15 July 2014 | annuskavdpol
Insanity was his father? or was he, or both or neither?
This movie is about serious mental illness, or not? One boy is born into the world and later he wants to understand his past. He never understood his father and called him non-human with no empathy, but how much of that is true? Can a family member rightly judge the symptoms of serious mental illness, or is that the job of a psychiatrist? And are descriptions such as non-human with a lack of empathy symptoms of serious mental illness? Dissociation? A Defense mechanism? Or just an attack on character? Or neither, or both? This movie was semi investigative, into the professional background of the father, who was said to be a Jew and a NS Nazi collaborator, but where was the proof? In the name change over? Or was all of this in the imagination of the boy who believed his father was a Jewish Nazi collaborator. I think the common thread in this is not symptom, nor character flaw, I think the bottomline, is fear. The father probably changed his name on leaving West Europe to be better able to adapt in America.

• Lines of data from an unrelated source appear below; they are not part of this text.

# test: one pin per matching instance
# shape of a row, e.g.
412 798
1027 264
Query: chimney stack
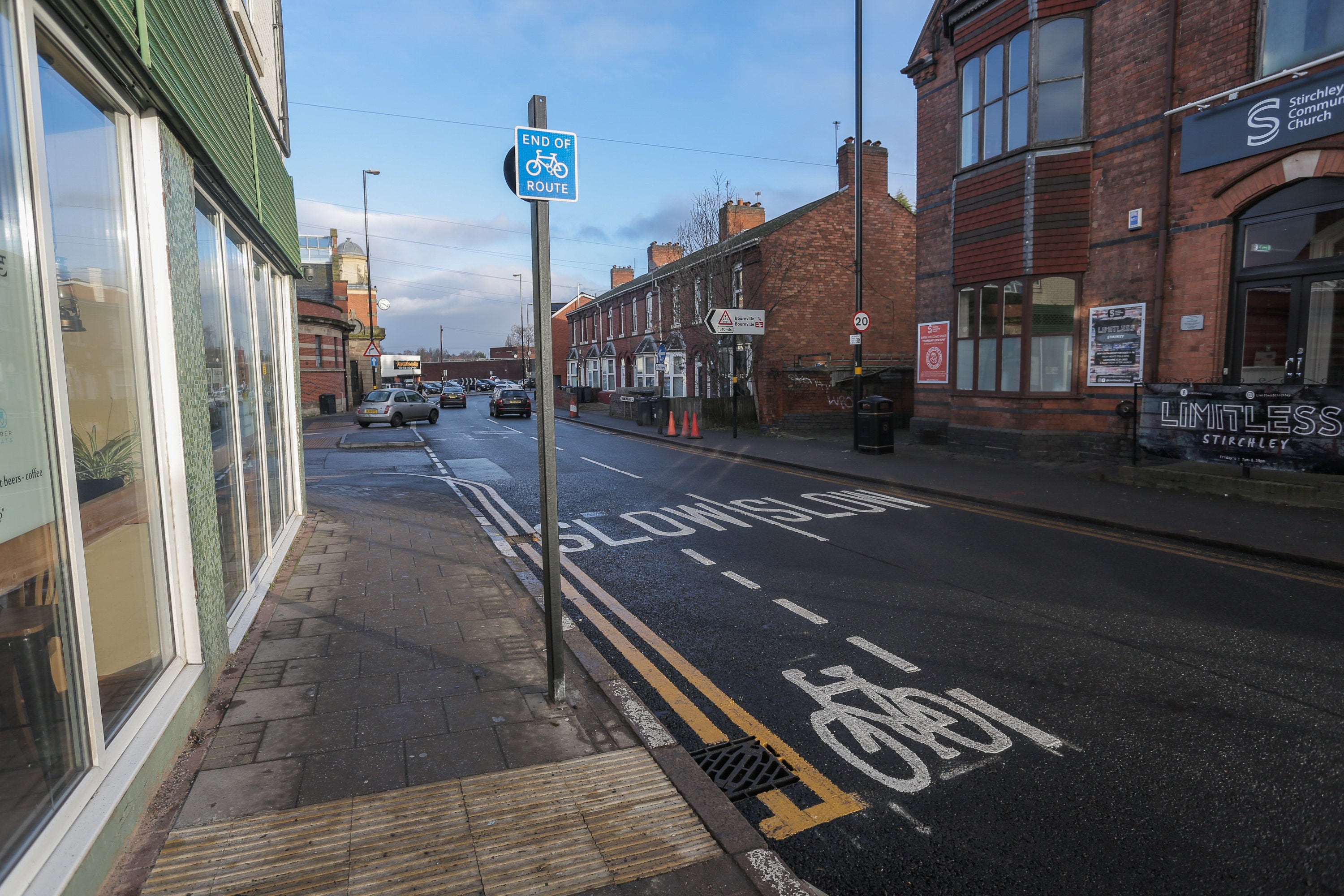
663 254
874 167
737 217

Perhaps to give his son a better life, one void of discrimination and bullying for being different,. The father did not see this movie so it is all conjecture, a one sided story from the son. Not based on facts, nor evidence. This is not a dialogue, like the dialogue between Kafka and his father, which to me would have been a more truthful conversation. My father was born in the starving winter at the tail end of World War II. His parents never disclosed anything about the war. Who were my grandparents psychologically? When I am in Amsterdam, I feel such a deep connect to the past, could I have inherited my grandparents visual memories and emotions, just like it is indicated in Andre Gregory's story. I too thought I was Jewish even though my grandparents on my mothers side are of another religion, and I have followed that other religion. And on my father's side there was zero proof of me being Jewish, but I still thought I was and recently asked my father, and he said no. I said, well, why was the war never talked about? The conversation ended with a glare from my father.